第三章 ⑤
場所は変わり、瀟洒なスイーツショップ。あまりにも洒落ていて、無骨な男が入れば二秒で狙撃されても文句は言えないような空間だった。もしも、レミリアがいなければ自分の命はなかっただろうと恢は安堵する。座っただけで、血管が破裂してしまうかのようなプレッシャーに襲われていた。何故、ウェイトレスは女中姿なのだろう。何故、メニューの全てが『大妖精の甘い誘惑』だの『吸血鬼が認めた赤い祝福』だの、抽象的なのだろうか。もしかすると、ここは日本に似た別の場所なのだろうかと疑ってしまう。

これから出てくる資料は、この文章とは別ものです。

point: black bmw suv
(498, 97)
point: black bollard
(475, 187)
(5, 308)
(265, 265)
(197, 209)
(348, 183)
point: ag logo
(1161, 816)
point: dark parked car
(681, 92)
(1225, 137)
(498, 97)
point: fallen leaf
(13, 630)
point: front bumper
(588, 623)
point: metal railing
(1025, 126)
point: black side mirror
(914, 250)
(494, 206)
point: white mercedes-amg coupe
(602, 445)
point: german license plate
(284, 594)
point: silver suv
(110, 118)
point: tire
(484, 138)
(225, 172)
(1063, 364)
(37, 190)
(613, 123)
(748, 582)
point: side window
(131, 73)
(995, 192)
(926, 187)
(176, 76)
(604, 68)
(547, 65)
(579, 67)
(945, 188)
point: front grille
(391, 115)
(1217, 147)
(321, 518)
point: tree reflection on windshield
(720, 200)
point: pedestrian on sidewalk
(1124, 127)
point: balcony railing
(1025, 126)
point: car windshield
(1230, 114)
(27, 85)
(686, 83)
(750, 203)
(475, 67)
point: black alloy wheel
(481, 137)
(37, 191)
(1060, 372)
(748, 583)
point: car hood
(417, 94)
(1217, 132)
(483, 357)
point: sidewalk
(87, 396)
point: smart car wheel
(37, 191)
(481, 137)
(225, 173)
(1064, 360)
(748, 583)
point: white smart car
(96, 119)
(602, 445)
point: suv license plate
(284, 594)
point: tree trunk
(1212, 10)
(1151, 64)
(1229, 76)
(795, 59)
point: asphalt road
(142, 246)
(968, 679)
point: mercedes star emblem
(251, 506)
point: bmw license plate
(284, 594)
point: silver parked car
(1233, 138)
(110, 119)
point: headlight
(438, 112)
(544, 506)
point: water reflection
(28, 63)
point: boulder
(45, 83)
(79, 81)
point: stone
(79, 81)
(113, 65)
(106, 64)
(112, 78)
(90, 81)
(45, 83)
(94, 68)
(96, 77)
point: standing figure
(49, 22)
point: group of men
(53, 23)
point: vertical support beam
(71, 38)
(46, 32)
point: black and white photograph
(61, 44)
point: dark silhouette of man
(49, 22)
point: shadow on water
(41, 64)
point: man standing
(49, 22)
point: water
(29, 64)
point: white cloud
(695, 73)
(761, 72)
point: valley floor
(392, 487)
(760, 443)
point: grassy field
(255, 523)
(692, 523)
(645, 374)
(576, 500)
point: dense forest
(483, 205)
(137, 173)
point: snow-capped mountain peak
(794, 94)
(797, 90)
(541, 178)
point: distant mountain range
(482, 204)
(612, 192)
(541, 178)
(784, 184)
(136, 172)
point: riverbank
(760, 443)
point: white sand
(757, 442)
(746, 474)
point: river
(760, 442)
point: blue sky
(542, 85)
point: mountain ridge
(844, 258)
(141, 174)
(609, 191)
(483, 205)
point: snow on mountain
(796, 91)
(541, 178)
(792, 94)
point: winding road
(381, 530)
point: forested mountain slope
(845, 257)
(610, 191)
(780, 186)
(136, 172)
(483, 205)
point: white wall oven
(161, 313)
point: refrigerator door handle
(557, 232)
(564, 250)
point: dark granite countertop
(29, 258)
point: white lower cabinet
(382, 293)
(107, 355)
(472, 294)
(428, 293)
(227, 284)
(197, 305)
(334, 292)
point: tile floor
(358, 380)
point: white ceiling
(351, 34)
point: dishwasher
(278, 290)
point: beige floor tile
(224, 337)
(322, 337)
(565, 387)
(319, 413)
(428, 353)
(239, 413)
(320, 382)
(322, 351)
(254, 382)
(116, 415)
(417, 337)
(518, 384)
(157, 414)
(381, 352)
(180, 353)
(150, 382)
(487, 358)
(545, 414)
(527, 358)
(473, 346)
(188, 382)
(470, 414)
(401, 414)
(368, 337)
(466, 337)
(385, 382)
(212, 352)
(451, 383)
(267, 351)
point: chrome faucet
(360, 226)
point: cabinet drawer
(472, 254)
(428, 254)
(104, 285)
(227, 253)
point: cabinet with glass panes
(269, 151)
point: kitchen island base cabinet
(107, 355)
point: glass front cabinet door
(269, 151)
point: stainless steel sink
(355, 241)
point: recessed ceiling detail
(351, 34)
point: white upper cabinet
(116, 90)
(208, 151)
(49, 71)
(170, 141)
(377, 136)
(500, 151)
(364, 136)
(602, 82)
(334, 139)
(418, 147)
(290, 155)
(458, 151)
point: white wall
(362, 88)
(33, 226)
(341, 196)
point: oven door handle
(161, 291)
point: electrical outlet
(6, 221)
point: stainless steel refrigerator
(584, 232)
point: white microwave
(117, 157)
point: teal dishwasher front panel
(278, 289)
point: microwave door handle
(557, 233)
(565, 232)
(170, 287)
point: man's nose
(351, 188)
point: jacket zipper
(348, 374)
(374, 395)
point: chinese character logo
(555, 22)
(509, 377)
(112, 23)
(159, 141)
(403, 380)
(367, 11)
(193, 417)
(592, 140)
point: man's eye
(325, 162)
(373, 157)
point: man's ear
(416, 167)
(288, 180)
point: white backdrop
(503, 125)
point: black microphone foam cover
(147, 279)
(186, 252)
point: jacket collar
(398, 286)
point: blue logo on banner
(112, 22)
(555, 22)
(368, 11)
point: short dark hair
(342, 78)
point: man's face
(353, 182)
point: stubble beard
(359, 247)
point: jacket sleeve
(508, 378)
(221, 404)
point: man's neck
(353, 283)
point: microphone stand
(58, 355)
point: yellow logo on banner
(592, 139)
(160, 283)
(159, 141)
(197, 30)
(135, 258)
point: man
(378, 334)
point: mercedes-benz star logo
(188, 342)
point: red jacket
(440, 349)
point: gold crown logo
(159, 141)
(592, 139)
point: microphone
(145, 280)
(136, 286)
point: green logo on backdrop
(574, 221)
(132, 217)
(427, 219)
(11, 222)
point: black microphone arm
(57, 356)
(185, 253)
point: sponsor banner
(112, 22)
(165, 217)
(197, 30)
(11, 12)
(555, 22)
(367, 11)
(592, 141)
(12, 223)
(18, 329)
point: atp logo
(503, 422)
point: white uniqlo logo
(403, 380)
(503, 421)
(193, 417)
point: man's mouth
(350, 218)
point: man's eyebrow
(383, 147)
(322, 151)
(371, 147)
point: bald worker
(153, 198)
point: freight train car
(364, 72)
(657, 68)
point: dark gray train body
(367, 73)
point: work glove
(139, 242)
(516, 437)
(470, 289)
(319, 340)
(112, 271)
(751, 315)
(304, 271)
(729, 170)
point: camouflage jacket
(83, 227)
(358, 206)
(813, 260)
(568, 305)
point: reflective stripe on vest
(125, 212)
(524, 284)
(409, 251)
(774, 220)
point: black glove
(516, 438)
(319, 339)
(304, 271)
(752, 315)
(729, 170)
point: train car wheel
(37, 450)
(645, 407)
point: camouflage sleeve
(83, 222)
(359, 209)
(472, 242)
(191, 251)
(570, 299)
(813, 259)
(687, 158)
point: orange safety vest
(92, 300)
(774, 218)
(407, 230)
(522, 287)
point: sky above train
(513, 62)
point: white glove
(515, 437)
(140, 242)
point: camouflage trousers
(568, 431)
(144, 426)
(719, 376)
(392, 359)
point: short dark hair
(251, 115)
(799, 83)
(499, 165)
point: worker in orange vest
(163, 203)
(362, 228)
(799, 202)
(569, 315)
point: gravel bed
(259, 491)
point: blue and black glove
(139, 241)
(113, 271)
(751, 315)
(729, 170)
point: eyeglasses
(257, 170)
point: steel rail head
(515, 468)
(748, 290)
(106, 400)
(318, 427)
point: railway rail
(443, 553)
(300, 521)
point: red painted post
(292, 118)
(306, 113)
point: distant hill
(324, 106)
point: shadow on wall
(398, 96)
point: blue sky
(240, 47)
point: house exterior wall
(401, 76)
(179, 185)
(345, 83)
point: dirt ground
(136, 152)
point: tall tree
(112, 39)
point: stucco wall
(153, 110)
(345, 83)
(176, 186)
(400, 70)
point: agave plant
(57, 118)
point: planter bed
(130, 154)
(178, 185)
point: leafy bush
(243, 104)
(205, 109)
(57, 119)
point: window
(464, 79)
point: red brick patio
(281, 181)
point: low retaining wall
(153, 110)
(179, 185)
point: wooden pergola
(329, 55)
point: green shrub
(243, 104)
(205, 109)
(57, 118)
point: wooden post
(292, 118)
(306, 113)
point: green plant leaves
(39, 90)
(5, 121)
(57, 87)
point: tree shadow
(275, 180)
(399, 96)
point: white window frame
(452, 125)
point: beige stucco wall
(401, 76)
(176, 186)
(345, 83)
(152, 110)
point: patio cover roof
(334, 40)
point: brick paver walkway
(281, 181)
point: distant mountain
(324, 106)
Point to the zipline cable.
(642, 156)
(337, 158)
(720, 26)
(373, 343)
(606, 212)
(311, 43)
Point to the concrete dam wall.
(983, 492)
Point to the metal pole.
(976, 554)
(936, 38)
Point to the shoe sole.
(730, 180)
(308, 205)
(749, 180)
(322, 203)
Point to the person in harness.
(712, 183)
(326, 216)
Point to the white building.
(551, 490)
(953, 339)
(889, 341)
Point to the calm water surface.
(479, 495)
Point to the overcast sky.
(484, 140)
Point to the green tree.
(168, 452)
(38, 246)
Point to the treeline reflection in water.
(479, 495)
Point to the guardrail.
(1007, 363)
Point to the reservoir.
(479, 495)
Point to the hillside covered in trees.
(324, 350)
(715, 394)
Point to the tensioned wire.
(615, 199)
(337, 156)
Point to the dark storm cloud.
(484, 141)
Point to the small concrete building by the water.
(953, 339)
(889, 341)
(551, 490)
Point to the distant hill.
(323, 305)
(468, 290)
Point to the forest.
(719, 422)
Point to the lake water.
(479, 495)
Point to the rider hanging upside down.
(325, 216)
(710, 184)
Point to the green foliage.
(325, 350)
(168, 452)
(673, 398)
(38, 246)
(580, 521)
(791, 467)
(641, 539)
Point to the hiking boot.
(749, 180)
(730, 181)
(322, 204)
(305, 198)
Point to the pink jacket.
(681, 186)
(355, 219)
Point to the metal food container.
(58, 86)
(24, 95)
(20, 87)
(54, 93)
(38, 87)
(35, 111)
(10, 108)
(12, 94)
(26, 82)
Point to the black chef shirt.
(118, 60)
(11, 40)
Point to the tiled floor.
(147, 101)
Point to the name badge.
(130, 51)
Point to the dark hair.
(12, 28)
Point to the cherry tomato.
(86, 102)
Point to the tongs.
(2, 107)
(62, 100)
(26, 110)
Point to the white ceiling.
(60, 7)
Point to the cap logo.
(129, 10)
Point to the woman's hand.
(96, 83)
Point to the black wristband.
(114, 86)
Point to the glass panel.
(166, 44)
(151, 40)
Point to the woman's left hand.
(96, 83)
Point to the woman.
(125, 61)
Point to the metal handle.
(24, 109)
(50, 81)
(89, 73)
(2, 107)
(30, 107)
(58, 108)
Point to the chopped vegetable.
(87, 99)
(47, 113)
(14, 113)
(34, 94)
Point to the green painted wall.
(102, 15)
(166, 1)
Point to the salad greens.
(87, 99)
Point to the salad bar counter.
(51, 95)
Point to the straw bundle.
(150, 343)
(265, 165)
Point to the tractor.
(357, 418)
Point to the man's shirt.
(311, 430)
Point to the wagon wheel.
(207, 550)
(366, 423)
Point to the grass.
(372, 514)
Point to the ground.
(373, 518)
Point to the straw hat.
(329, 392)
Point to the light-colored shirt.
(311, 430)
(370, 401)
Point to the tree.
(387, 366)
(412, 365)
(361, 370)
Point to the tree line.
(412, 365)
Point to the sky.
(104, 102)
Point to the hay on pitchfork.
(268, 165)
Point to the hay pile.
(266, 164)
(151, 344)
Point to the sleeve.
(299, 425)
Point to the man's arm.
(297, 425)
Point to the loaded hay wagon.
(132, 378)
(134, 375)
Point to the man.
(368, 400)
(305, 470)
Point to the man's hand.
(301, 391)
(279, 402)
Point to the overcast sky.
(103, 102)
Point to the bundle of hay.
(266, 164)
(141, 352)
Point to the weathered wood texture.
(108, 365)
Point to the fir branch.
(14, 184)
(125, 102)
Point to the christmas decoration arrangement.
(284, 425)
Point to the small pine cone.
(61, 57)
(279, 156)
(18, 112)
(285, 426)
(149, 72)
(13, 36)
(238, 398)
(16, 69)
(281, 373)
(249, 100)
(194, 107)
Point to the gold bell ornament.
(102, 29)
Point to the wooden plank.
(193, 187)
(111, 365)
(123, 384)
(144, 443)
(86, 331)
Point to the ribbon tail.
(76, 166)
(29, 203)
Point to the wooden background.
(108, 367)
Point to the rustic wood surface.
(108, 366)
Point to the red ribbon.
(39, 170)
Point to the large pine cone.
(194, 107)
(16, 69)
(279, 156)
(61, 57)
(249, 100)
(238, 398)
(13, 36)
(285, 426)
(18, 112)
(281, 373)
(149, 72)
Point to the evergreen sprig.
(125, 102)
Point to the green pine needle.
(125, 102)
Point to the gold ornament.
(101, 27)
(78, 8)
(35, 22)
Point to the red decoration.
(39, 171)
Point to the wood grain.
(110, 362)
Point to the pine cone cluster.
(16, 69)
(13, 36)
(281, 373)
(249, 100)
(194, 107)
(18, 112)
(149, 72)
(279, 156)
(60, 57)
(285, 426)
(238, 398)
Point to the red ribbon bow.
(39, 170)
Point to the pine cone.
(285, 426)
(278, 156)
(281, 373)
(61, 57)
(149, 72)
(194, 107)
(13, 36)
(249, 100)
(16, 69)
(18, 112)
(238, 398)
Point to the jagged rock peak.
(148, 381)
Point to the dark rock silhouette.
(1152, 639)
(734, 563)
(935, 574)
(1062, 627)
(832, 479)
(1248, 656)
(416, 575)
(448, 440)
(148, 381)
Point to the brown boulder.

恢は泥沼のように粘度の濃い珈琲を啜りつつ、テーブルを挟んで対面に座るレミリアへと視線を向ける。
「今そんなに食べたら、お昼御飯が入らなくなるんじゃないのか?」
レミリアの前に並んでいるのは、わらび餅にプリンパフェ、イチゴのババロアと三種。一つ一つは小さいものの、少女の体躯だって小さい。大人として、子供が御昼前に御菓子でお腹一杯にするのはどうかと思う。
レミリアはまるで悪びれた様子はなく、むしろ得意気に胸を張ったのだ。
「逆よ逆。今食べないと、お昼まで待てないわ。乙女は、燃費が悪い生き物なのよ」
トンカツに盛られる千切りキャベツの重要性をようやく思い知った二十五歳の男にとっては、想像もつかない台詞に恢は眉根を寄せたのだった。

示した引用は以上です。